W. Stephens, a member of the State Senate from Caswell county, was secretly murdered in a room of the courthouse at Yanceyville. It was a mysterious crime, committed when there was a large political meeting going on in the house. The assassins have never been discovered to this day. The Ku-Klux have always disowned the deed. Governor Holden declared that county also in a state of "insurrection," and sent a company of soldiers there, while, as in Alamance, no obstacle to the exercise of the civil law existed. He acted as if panic-struck.

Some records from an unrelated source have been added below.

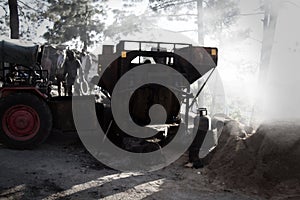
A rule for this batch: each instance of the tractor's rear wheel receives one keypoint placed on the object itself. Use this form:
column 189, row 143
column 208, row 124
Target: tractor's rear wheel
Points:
column 25, row 119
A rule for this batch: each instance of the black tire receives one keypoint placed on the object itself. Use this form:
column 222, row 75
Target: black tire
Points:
column 25, row 119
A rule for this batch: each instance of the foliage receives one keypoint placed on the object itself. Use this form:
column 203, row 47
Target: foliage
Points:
column 30, row 17
column 218, row 14
column 75, row 19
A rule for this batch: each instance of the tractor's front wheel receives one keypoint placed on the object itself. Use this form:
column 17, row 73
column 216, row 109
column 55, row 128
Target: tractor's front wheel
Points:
column 25, row 120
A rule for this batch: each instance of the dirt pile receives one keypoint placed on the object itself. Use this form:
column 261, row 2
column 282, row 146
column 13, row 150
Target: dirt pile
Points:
column 266, row 162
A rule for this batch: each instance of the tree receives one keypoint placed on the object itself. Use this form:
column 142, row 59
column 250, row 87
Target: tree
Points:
column 29, row 16
column 271, row 9
column 223, row 11
column 13, row 19
column 82, row 19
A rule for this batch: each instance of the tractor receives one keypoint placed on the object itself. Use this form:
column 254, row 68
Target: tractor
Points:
column 29, row 111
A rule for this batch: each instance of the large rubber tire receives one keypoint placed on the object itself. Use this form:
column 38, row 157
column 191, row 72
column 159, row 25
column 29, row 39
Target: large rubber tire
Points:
column 25, row 119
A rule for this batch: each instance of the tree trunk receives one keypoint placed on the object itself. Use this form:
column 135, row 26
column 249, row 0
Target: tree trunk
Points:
column 14, row 19
column 271, row 9
column 200, row 22
column 269, row 23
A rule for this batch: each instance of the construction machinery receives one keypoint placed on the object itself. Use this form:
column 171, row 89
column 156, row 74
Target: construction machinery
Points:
column 29, row 111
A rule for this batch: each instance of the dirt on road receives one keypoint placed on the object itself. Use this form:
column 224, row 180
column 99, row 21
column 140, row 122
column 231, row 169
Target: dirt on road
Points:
column 62, row 169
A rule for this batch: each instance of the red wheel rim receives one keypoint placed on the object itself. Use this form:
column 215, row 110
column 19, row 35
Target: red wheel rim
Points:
column 21, row 122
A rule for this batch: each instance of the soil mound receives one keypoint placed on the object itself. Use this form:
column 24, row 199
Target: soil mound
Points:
column 266, row 162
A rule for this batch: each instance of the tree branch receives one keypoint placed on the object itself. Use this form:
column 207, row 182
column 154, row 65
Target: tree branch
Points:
column 29, row 6
column 172, row 4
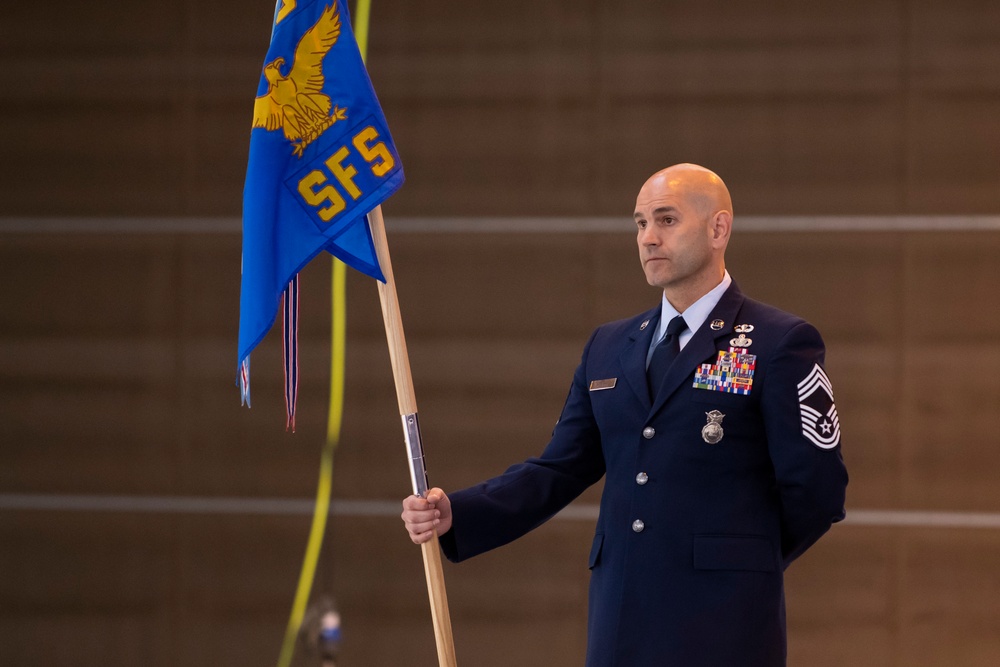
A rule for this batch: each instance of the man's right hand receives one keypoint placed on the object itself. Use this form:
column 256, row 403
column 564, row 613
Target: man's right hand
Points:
column 425, row 516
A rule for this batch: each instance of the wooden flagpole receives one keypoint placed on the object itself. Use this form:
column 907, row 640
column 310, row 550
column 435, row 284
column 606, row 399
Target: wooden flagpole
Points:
column 408, row 412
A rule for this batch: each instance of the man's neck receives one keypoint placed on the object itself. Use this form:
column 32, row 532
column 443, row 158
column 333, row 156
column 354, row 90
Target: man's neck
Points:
column 682, row 296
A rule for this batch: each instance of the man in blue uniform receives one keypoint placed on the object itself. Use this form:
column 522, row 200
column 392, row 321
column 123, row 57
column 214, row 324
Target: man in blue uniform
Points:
column 714, row 422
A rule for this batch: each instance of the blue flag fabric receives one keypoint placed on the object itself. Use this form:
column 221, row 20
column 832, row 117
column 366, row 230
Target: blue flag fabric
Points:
column 321, row 158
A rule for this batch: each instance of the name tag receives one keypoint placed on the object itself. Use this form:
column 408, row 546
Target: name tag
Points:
column 597, row 385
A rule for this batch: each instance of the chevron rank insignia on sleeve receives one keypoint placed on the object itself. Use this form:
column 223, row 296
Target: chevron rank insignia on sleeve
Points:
column 820, row 424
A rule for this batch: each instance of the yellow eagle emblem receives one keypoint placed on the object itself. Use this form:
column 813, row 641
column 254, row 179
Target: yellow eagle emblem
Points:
column 295, row 103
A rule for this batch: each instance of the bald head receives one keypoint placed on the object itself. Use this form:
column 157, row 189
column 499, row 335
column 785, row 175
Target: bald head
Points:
column 683, row 216
column 701, row 187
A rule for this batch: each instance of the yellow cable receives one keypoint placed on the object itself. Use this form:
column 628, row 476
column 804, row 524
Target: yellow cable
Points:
column 338, row 296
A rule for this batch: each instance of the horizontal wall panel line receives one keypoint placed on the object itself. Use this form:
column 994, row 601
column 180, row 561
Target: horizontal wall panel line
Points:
column 539, row 225
column 392, row 508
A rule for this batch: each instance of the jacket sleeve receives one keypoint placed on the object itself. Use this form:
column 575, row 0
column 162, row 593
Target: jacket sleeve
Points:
column 803, row 435
column 500, row 510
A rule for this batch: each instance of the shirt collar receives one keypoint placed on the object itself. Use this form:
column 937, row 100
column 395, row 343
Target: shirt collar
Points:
column 695, row 315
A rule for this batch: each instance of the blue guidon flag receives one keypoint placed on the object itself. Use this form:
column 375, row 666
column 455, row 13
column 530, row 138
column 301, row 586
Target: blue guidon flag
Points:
column 320, row 159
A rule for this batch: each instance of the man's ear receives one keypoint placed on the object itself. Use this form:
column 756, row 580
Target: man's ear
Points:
column 722, row 227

He had called for recruits, and put a fellow named Kirk, who had been distinguished for brutality and cruelty in the Union army in Tennessee, at their head with full power to arrest and imprison as he saw fit. More than one hundred citizens of Caswell and Alamance were now arrested in their houses by this ruffian, and imprisoned. Some of them were hung up by the neck to extort confessions, and were in other respects treated with great brutality. Many of these sufferers were men advanced in life, known and respected as among the best citizens in the State."

Judge Pearson was then chief-justice, and upon an appeal to him by these men for protection from the law he declined to do anything, declaring that he had no power to interfere and could not contend with the governor's authority. The judge of the United States district court for North Carolina was then appealed to-Judge George W. Brooks. He came to Raleigh, and, disregarding Governor Holden's endeavor to deter him, ordered Kirk to bring his prisoners before him, and discharged them at once.